Mrs Jean Gross, educational psychologist and former head of the UK Government’s strategy for boosting primary school achievement, says, “adults lead increasingly busy lives and many are not able to spend as much time talking to their children as generations before”.

But, as busy as modern life may be, it’s integral not only to your children, but also your children’s children, that you spend as much time talking and reading to your kids as you can.

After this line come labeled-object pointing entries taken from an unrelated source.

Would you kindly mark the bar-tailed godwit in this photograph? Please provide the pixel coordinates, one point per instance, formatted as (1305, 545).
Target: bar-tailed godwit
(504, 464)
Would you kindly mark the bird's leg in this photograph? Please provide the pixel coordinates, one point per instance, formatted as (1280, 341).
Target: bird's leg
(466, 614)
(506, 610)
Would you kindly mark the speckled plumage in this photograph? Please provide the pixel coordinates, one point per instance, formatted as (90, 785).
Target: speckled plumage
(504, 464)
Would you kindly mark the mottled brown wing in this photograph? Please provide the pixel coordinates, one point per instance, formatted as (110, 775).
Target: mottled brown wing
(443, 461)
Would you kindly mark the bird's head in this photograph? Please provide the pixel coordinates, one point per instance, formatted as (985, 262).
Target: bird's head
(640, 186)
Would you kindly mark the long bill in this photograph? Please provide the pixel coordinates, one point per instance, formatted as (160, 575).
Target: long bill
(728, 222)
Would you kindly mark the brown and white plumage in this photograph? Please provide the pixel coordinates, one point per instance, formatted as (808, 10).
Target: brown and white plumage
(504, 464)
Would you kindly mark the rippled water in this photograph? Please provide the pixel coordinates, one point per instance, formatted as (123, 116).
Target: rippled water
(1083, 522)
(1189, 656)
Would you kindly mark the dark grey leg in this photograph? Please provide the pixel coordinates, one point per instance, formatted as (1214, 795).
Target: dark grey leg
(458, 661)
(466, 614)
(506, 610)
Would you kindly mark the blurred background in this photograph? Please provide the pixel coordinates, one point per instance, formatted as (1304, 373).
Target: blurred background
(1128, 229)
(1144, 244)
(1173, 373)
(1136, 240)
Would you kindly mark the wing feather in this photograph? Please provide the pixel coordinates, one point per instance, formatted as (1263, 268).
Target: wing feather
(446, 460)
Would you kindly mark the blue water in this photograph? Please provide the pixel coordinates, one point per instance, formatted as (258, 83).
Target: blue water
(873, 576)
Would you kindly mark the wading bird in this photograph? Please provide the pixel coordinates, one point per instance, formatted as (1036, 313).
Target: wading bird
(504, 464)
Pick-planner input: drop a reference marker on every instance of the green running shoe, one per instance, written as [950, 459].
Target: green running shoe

As Mrs Gross suggests, “If we have a generation who have not themselves been read to, they are not going to do it when they are parents.”


Think positive!

At Edworks, we know positive affirmations are integral to developing a child’s confidence and self-belief. Parents, too, should be offering their children positive affirmations every day. Some simple tips to remember are:

  1. BE POSITIVE! Focus on your child’s successes, rather than their failures.
  2. NO BUTS! Next time your child shows you a piece of schoolwork and asks for an opinion, try to avoid the “but” – that is: “This is great, but…”
  3. IT TAKES THREE! Try to say three positive things to your child per day. It’s surprising how long many parents will go without offering a positive affirmation.

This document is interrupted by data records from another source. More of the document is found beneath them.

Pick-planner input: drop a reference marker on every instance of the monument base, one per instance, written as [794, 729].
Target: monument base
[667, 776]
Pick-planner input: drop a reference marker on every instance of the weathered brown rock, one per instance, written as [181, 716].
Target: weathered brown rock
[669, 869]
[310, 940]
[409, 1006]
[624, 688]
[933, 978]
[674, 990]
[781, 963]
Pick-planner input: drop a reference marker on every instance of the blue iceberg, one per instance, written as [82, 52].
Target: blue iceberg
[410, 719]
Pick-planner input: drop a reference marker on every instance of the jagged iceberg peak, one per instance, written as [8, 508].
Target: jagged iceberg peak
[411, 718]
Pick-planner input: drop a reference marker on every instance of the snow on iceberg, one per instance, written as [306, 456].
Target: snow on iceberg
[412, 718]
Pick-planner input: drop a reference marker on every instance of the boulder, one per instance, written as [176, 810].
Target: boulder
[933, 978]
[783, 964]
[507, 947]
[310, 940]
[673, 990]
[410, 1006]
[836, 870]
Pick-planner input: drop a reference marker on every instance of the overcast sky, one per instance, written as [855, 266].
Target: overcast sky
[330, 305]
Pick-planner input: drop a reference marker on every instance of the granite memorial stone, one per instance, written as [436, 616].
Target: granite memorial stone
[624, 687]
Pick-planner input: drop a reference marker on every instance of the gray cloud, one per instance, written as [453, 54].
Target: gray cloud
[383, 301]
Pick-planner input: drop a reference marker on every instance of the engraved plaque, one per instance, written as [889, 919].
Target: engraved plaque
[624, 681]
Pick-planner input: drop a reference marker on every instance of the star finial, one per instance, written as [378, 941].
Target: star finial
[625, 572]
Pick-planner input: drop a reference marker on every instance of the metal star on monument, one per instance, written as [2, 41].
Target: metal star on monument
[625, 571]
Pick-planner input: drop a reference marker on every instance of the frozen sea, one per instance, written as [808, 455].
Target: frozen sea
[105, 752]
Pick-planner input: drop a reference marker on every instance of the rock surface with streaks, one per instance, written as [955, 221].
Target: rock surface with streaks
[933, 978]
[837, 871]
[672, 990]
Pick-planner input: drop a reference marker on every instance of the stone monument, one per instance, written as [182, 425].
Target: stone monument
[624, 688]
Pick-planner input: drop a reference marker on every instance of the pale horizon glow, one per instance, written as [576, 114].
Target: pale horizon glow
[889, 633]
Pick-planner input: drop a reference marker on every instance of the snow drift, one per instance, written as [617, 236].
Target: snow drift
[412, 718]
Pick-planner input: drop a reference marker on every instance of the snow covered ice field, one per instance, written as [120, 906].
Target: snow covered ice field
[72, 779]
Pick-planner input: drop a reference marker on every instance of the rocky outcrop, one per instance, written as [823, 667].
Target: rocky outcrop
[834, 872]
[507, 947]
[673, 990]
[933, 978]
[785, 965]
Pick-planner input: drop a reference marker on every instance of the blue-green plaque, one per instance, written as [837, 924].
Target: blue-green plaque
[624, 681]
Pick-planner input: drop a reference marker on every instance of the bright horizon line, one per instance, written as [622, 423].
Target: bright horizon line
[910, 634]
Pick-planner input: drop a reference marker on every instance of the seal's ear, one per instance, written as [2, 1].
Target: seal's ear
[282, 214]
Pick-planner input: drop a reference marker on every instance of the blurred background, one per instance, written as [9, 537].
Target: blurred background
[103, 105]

Answers needed for gifted students

A recent parliamentary inquiry into the teaching of gifted students has found that Victoria’s state school system is failing to properly identify and teach its most talented students.

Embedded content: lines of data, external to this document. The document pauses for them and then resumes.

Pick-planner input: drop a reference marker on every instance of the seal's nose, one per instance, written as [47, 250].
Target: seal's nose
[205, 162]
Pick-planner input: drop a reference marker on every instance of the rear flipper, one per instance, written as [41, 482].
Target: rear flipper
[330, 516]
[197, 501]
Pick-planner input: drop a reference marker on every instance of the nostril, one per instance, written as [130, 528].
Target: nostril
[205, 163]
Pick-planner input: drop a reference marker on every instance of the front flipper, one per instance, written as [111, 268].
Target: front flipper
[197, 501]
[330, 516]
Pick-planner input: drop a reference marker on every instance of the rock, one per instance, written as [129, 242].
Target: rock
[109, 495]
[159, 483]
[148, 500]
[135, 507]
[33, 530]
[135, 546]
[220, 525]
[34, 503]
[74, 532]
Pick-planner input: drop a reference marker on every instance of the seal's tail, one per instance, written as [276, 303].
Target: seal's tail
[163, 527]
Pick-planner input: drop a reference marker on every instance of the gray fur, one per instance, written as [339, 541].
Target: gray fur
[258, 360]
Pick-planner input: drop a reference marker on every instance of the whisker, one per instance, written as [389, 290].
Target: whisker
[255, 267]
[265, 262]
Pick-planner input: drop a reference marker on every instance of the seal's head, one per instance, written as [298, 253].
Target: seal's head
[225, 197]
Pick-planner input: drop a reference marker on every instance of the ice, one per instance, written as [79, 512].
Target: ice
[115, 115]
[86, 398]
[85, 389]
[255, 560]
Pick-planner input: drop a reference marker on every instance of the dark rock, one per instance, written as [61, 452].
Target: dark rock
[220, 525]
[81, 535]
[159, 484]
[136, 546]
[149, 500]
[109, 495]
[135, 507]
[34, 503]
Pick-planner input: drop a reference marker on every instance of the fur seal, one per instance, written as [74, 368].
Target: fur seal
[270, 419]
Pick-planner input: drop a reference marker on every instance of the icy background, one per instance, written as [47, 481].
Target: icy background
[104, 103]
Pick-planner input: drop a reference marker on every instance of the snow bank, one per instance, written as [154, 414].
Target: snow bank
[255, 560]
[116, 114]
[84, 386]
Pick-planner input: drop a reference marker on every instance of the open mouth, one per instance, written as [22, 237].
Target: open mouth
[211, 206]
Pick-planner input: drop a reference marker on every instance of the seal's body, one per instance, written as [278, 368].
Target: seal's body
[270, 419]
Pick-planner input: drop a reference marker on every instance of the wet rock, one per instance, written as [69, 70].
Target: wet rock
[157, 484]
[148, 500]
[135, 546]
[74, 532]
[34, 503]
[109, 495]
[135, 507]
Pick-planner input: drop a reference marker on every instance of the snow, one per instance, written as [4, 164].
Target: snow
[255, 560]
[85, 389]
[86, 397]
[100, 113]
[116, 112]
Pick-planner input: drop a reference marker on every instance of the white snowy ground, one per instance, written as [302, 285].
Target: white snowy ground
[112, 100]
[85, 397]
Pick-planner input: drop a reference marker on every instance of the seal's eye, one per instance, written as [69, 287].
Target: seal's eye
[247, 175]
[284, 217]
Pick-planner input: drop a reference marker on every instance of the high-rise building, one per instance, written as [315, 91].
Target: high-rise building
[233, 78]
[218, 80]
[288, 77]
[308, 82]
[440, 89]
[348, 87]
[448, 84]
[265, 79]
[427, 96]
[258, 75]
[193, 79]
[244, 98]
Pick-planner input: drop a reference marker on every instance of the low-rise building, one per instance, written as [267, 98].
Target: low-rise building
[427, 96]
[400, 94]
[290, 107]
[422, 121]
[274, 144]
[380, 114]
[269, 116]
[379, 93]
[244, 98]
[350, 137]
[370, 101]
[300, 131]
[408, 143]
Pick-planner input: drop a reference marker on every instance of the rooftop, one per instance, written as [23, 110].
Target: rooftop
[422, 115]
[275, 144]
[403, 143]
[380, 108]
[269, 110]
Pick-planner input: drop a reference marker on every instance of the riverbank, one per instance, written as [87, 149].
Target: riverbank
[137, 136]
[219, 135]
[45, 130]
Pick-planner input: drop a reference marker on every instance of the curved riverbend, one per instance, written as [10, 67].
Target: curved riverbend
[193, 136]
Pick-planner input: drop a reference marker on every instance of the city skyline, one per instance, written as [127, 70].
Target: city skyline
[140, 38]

The article, ‘State fails gifted pupils’, discusses the inquiry’s findings and reveals that the three groups of gifted children that most often go unrecognised are:

  • those from disadvantaged or minority groups
  • those who conceal their abilities for ‘peer acceptance’
  • those who have become ‘disengaged with learning’.

These findings have also reignited debate over the value of separating talented students via academically selective schools, such as Melbourne High and Mac.Rob, and accelerated programs within schools.

From my 20 years’ experience running Edworks, I can certainly identify with the argument that schools are not properly recognising and teaching gifted students. Too often I see talented kids falling behind because they’ve become disengaged with the curriculum. Often, as has been suggested, it’s due to the fact that they downplay their talents in order to avoid the attention of peers. Ultimately, however, schools need to be held accountable for this.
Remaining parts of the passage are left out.